Disclaimer – characters and settings as depicted in the BBC series not mine. No money being made. Plot is mine.

John

It was a sad comment on his life that John's first thought when waking up from the dart he'd taken to the shoulder was 'not again'. His second thought was 'ouch' – they'd left him on the floor on his bad shoulder, which didn't react well if he slept on it without moving. This was almost a hundred times worse because he had to fight off whatever the drug that he'd been given as well as the pain from his shoulder.

For a moment he thought he was back in Afghanistan, but that was the confusion and pain talking – some deliberate breathing calmed his mind enough for him to focus on where he was and what was happening. Concern for Sherlock threatened to undo his calm again, but he put his friend to the back of his mind – a difficult task to be sure – and focussed on the present.

The room he was in was clean enough, if a little dusty. There were some windows set high in the walls, formed with thick safety glass. They were grimy and hardly let in any daylight, but from what John could tell, he was in a subbasement, looking over a garden of some sort. He couldn't hear any traffic, or any noise on the ceiling above him. Stretching carefully, John walked towards the door, taking note of the size of the room, the height of the ceiling and the thickness of the windowsills. By the time he reached the door (thick, old wood with peeling green paint) John had worked out that he was in an old building, Georgian era, which had been remodelled at some point. He was in the sub-basement – what had probably been part of the servant's territory at some point – and that the house itself was in an area that wasn't too built up – so possibly in the country or the outskirts of Greater London.

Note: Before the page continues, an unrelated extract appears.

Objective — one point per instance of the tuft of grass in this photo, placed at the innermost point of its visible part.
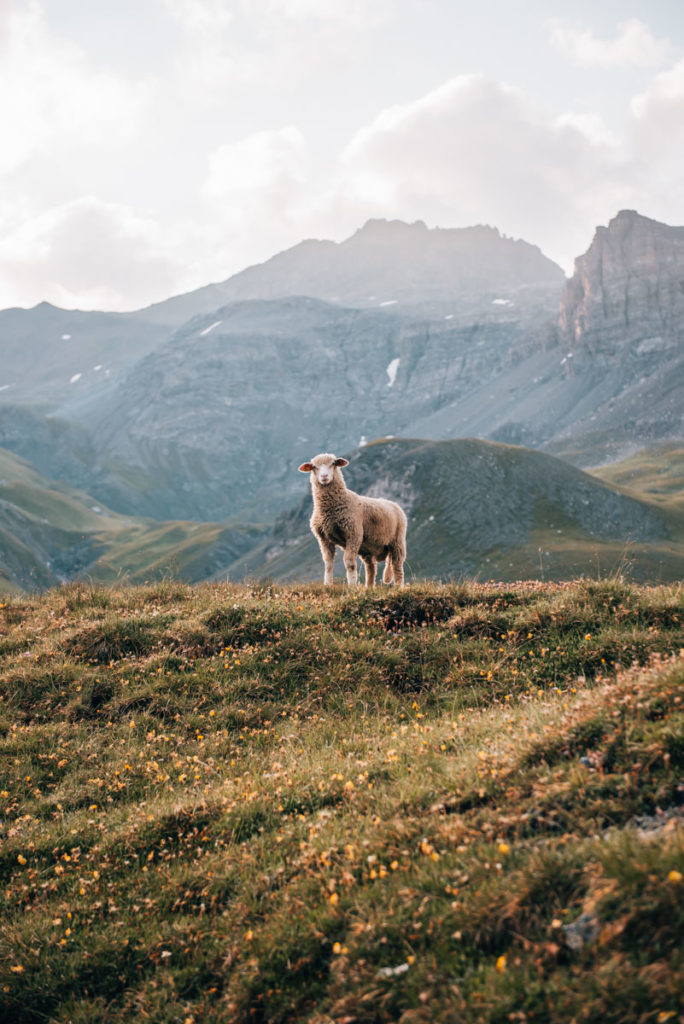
(237, 803)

The room was devoid of furniture, no plumbing, no light fittings or switches. He could see that there had been light fittings and switches at one point, but they had been sealed over crudely – someone had bolted panels of wood over where the light switch normally would be, as well as over several places in the ceiling that John assumed were light fittings.

Although he was certain the door would be locked, John checked it carefully before returning back to the patch of sunlight he'd woken in. The stretches were working – the pain in his shoulder was receding slightly, though it would be hours before it faded entirely. John settled himself onto the floor and allowed the winter sunlight to warm him while he thought his situation through. Obviously Moriarty had used tranquilisers on them both, and then transported John here. He wasn't certain if Sherlock was elsewhere in the building or even if his friend had been brought here. He wouldn't put it past Moriarty to have taken John and abandoned him to starve out here as some sort of game or challenge for Sherlock: or even to have taken them both and hold John hostage for Sherlock's continued good behaviour.

There was only one thing to be done: once his shoulder was recovered and his head and stomach had settled in the wake of the drugs he would try getting out of here. At the very least he'd make some noise and see what reaction he could get. If there was none, then there was a good chance he was alone and therefore in a better position to escape.

That was all in the future, though. He would have no chance of coping with the unexpected while his shoulder felt like someone was driving a railway spike through it. Recovery first: then escape. He could put the waiting time to planning and thinking, even if he wasn't as good at it as his captor and flatmate.